The opposition acknowledges that the member for Dobell may face proceedings, and he is absolutely entitled to the presumption of innocence with respect to those proceedings. But there are other matters that the member for Dobell has faced which are not on-foot, which are concluded and about which the parliament deserves an explanation—and neither the public nor the parliament has received that explanation. Again, even if the Prime Minister were to offer an explanation as to, for example, why $90,000 of funds of members of the Australian Labor Party has been put to settling a defamation action which was promptly then cancelled and the money used to disburse legal costs, even if the Prime Minister were to account today for why that occurred, I doubt that many Australians would be listening to hear—because they have ceased to trust her and her government.

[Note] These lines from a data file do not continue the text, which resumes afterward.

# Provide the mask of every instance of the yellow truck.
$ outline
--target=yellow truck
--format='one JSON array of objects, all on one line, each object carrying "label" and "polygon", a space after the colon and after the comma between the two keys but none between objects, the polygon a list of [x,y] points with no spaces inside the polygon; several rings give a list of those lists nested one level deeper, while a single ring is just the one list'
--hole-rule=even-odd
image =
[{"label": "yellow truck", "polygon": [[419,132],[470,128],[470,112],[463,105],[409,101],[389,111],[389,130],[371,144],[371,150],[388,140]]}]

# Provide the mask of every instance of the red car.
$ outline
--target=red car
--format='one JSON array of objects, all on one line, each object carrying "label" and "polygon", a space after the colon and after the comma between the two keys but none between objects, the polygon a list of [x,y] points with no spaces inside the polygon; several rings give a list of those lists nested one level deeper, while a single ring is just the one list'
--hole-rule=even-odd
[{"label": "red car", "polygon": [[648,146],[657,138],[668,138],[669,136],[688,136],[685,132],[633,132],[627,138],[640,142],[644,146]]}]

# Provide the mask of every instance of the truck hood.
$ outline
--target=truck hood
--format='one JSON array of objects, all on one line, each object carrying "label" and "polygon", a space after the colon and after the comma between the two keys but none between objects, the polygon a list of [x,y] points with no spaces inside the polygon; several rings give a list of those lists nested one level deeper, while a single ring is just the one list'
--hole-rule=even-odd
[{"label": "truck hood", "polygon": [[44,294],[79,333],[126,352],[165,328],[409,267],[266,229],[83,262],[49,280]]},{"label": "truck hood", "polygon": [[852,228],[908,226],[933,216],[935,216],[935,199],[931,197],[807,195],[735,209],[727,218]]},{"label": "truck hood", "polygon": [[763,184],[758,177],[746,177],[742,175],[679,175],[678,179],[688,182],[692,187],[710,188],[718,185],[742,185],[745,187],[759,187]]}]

The matter of public importance motion that has been moved today again draws attention to this government's maladministration. Again, in just a few minutes it is impossible to do more than scratch the surface of that—broken promise after broken promise, botched execution of a scheme after botched execution of a scheme. The figures entailed in these failures of administration almost boggle the mind. On the government's own appointed assessor's view, for example, of its BER scheme, the Building the Education Revolution scheme, we hear that waste in public schools in New South Wales and Victoria alone cost $1.53 billion—a loss of effectiveness of $1,530 million has been squandered by this government on their own independent commissioner's assessment.
Yet these days it almost does not register with the Australian community because its level of waste and mismanagement is of such a scale that that figure almost means nothing. The $50 million wasted on the pink batts scheme is small fry in comparison with that; the $67 million wasted on the set-top box program; the concern in the community about the $25 million to sell a carbon tax before the scheme has even passed the parliament and even before people understand what is entailed in the scheme; and there is the $7 million wasted on market research testing federal government policies. We do not need market research to know what is happening to federal government policies. Then there is the abject failure, the smoking ruin, of a policy that the government's so-called Malaysian solution represents. This has again simply reinforced the sense that this government has reached a gold standard when it comes to broken promises and maladministered schemes.
I am concerned about these things because the value of Australian government, the authority of Australian government, is an important asset that everybody in this chamber ought to protect. At the end of the day, whoever takes responsibility for the Treasury benches needs to be able to deliver a certain number of programs and actions through the credibility of being the government of the country. I do not know that anybody can occupy the Treasury benches of this country anytime soon and look the Australian people in the eye and command that kind of respect, precisely because of the way in which this government has trashed that authority and debased that currency.